Ausgabe 07 - 2006 berliner stadtzeitung
scheinschlag
 

 

Im Hinterhof der „Rütli"-Debatte

Besuch im Neuköllner Jugendclub „Manege"

Es ist ruhig im Reuterkiez, wie überall in Berlin zur Ferienzeit. Hin und wieder rollen Autos gemächlich über das Kopfsteinpflaster der Weserstraße. An der Ecke zur Rütlistraße wachen zwei riesige Frösche aus Pappmaché darüber, daß keine Autos in die Straße fahren. Denn die Rütlistraße ist eine „fusion street", wie ein Schild verrät – eine autofreie Straße für die Jugendlichen.

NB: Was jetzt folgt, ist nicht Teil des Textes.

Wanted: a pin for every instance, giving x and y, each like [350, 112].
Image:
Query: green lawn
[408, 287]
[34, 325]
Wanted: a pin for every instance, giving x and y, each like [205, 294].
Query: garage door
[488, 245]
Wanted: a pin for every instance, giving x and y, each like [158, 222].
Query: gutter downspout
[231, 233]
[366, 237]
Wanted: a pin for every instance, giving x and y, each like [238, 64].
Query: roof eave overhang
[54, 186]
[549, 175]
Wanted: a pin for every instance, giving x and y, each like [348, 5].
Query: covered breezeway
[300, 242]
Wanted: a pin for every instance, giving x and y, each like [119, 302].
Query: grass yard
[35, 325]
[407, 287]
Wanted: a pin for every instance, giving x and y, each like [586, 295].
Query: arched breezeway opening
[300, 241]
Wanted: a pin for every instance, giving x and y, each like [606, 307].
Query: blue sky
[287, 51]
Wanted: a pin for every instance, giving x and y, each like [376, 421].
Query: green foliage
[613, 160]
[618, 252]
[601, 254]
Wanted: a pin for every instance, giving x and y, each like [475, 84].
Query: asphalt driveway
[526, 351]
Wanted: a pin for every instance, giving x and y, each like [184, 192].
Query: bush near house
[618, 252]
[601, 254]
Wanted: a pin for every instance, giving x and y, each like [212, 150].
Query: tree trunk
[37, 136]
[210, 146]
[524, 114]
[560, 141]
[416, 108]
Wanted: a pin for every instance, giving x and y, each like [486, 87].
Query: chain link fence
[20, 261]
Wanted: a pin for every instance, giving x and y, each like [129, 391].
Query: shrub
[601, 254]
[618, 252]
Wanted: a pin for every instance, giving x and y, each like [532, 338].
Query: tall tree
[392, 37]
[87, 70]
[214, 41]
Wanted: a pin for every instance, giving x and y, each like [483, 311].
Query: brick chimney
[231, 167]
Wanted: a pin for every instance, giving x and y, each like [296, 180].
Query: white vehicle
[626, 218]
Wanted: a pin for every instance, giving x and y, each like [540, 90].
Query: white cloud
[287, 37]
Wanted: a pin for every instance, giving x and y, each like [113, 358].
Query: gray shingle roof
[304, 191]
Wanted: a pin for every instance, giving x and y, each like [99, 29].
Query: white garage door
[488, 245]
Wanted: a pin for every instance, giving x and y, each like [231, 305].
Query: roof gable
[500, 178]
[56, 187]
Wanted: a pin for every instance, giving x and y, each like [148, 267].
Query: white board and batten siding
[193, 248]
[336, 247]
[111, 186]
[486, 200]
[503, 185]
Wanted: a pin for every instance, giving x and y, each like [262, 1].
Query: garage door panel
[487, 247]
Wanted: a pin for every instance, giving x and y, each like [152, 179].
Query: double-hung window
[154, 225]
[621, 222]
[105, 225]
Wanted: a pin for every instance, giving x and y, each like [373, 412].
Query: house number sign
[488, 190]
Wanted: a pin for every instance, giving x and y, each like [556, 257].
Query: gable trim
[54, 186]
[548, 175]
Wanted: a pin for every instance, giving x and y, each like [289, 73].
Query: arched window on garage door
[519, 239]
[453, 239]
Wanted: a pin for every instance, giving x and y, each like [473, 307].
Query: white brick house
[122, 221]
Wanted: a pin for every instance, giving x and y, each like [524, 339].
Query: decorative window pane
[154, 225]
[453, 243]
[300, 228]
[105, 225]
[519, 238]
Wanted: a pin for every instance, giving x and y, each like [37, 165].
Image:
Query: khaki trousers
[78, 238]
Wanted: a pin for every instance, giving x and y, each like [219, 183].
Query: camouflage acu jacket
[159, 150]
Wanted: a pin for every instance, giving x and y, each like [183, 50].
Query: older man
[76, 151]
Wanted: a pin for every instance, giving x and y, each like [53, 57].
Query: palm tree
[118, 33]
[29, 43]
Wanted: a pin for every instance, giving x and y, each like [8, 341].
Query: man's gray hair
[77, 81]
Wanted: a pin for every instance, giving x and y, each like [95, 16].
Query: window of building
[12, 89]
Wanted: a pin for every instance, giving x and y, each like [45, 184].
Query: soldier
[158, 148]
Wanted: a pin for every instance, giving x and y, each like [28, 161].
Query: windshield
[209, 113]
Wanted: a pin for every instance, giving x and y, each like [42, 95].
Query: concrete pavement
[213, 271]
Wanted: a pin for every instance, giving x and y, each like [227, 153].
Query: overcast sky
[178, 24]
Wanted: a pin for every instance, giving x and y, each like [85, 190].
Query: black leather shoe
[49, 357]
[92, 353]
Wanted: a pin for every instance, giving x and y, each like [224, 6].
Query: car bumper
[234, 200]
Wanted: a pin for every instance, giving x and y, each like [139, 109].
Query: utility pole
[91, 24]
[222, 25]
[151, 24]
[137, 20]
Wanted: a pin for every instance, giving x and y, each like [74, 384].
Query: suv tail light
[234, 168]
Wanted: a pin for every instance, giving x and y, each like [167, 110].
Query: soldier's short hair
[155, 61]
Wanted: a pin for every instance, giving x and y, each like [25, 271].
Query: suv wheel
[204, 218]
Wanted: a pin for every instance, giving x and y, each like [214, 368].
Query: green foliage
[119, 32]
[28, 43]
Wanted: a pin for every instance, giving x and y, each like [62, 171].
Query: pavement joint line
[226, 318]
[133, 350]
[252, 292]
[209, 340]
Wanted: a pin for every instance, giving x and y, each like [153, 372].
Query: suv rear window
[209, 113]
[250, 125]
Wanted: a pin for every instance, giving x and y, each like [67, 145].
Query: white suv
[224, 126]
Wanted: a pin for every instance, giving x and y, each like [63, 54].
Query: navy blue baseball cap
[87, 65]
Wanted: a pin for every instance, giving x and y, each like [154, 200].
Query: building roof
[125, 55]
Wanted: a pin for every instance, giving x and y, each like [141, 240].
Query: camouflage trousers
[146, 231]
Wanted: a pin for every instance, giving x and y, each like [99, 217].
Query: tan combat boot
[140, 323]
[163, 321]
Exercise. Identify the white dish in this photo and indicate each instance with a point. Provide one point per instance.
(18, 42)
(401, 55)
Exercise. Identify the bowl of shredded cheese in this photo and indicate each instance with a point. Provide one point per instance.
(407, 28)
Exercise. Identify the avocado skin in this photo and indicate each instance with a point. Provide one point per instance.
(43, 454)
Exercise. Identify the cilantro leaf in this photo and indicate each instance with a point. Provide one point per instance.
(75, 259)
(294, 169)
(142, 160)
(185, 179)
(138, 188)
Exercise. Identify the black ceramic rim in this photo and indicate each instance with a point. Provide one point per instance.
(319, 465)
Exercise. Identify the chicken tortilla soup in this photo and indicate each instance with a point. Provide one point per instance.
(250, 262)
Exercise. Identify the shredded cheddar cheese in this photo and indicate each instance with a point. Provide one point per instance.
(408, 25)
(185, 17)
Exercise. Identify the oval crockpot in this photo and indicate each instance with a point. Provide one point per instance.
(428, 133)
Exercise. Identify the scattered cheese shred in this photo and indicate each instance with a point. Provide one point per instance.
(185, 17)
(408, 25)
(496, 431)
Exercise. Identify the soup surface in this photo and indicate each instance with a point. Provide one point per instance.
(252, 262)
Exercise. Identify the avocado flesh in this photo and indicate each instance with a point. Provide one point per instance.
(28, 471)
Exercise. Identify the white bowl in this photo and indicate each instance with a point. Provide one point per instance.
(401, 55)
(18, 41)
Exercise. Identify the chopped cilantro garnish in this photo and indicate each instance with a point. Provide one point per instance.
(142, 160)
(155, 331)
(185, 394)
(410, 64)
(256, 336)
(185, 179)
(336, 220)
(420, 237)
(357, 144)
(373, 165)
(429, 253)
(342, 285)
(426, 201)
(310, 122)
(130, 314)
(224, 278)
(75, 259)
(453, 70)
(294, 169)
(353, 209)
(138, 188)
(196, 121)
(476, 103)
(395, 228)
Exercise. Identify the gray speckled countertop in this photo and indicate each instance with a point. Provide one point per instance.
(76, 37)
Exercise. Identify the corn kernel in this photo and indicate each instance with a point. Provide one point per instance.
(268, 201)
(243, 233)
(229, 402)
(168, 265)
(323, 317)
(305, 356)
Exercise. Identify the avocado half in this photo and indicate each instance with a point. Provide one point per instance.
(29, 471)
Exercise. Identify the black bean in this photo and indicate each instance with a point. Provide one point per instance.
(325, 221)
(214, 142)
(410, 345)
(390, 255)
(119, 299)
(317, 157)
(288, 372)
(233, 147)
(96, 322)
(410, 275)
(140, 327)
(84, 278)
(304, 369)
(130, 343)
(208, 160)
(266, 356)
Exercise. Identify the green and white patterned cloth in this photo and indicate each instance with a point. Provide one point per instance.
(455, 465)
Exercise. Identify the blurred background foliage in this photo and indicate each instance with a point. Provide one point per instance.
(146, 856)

Hier liegt ­ natürlich! ­ die Rütli-Schule, die im März den Blätterwald zum Rauschen brachte. Und gegenüber dieser „schlimmsten Berliner Schule" (BZ) befindet sich, mit schreiend rot gestrichener und auffällig gestalteter Fassade, der Jugendclub „Manege". Mitten im problematischen Reuterkiez mit hohem Migrantenanteil und hoher Arbeitslosenquote, speziell unter Jugendlichen, wo es etwas Besonderes ist, eine Perspektive zu haben, und etwas Normales, von Transferleistungen zu leben. Auch in der Manege ist es ruhig. Ein paar Kinder toben, ansonsten scheint wenig los zu sein ­ es sind ja auch Ferien. Vielleicht die richtige Zeit, um diesen Ort zu besuchen, um den es in den letzten Monaten alles andere als ruhig war. Und sich abseits aller Aufregung den Hinterhof der „Rütli"-Debatte zu betrachten.

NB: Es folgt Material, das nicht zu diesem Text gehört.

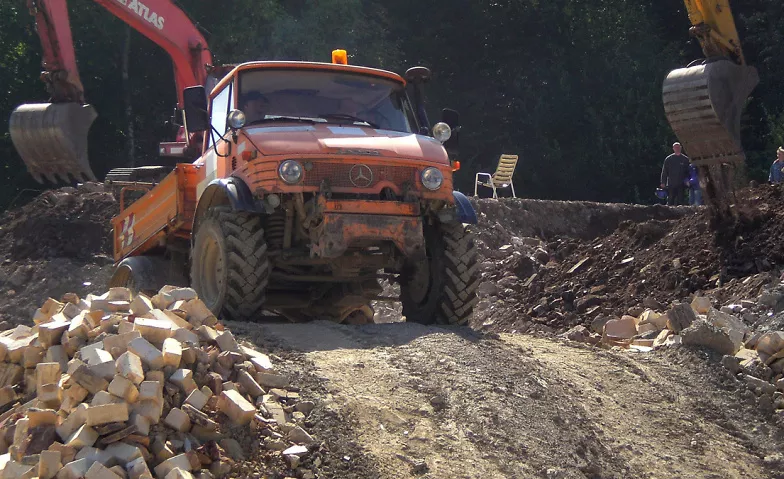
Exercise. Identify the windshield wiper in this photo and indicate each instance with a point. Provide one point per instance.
(281, 119)
(346, 116)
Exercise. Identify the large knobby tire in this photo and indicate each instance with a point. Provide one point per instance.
(229, 264)
(442, 289)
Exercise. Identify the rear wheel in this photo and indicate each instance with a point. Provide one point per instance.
(442, 289)
(229, 264)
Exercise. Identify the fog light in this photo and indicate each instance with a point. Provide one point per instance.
(236, 119)
(441, 131)
(290, 171)
(432, 178)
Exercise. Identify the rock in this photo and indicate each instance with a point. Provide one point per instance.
(624, 328)
(680, 317)
(731, 364)
(488, 288)
(577, 333)
(701, 304)
(542, 256)
(651, 303)
(702, 333)
(759, 386)
(586, 302)
(597, 325)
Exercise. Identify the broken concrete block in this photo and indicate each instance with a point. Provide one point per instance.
(178, 420)
(39, 417)
(124, 388)
(180, 461)
(129, 366)
(83, 437)
(89, 380)
(702, 333)
(116, 344)
(49, 334)
(49, 463)
(74, 469)
(153, 330)
(239, 410)
(142, 423)
(178, 473)
(137, 469)
(680, 317)
(123, 453)
(149, 354)
(8, 395)
(184, 379)
(57, 354)
(97, 415)
(141, 305)
(172, 352)
(250, 384)
(272, 380)
(701, 304)
(261, 363)
(99, 471)
(72, 422)
(197, 399)
(226, 342)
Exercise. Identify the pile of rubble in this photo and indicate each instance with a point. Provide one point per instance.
(122, 386)
(553, 283)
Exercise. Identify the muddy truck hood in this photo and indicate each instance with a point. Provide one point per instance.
(336, 139)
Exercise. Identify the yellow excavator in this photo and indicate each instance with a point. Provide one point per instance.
(703, 102)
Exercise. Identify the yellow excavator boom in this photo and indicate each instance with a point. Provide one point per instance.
(703, 102)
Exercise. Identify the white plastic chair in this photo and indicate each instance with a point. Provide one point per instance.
(502, 178)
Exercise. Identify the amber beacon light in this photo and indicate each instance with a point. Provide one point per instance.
(340, 57)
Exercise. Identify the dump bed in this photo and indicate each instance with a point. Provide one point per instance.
(166, 210)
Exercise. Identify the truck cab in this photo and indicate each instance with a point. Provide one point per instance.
(315, 181)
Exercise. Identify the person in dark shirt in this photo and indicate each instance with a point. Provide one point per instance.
(777, 168)
(675, 172)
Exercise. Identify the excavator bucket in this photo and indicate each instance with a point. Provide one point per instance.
(703, 104)
(51, 138)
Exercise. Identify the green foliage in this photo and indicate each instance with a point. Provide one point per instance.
(573, 88)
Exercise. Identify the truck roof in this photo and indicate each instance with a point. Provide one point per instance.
(309, 66)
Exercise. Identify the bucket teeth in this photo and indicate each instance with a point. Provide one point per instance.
(51, 138)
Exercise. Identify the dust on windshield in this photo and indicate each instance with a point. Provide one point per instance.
(324, 96)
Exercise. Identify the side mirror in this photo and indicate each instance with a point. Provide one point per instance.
(451, 118)
(195, 102)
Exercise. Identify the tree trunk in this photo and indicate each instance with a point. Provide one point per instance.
(130, 135)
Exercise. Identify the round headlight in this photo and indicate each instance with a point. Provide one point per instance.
(432, 178)
(290, 171)
(236, 119)
(441, 131)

Mich begrüßt Wolfgang Janzer, ein freundlicher Mann mit langen weißen Haaren und rauschendem Bart. Er ist zusammen mit Martha Galvis de Janzer seit 2002 Leiter des Jugendclubs. Damals übernahmen sie mit ihrem Verein „Fusion Intercultural Projects Berlin e.V." das Haus, in dem vorher ein kommunal getragener Jugendclub untergebracht war. Ihr Engagement für die Einrichtung hatte aber schon früher begonnen. 1996 gegründet, war Fusion Ideengeber und Mitinitiator des Karnevals der Kulturen. 1998 begann der Verein, Kunstprojekte in der Manege auszurichten: riesige Figuren wie die beiden Frösche bauen, die Fassade gestalten, am Karneval der Kulturen teilnehmen ­ die Liste ist lang. Das Engagement endete vorerst im Jahre 2001, als es zum Konflikt mit der Leitung des Hauses kam. Es war ein Streit um die pädagogische Ausrichtung des Zentrums entstanden, erzählt Janzer. „Unsere Ansätze vertrugen sich einfach nicht." Die künstlerische Herangehensweise des Vereins war immer wieder mit der staatlichen Pädagogik kollidiert, die an ihrem Ende angelangt war, so Janzer. Man habe dort die Jugendlichen nur noch „verwahrt" und die Ruhestörer mit Hausverboten ausgesperrt, statt sie einzubinden. Ein Jahr später stieg Fusion als freier Träger des Jugendhauses bei der Manege wieder ein.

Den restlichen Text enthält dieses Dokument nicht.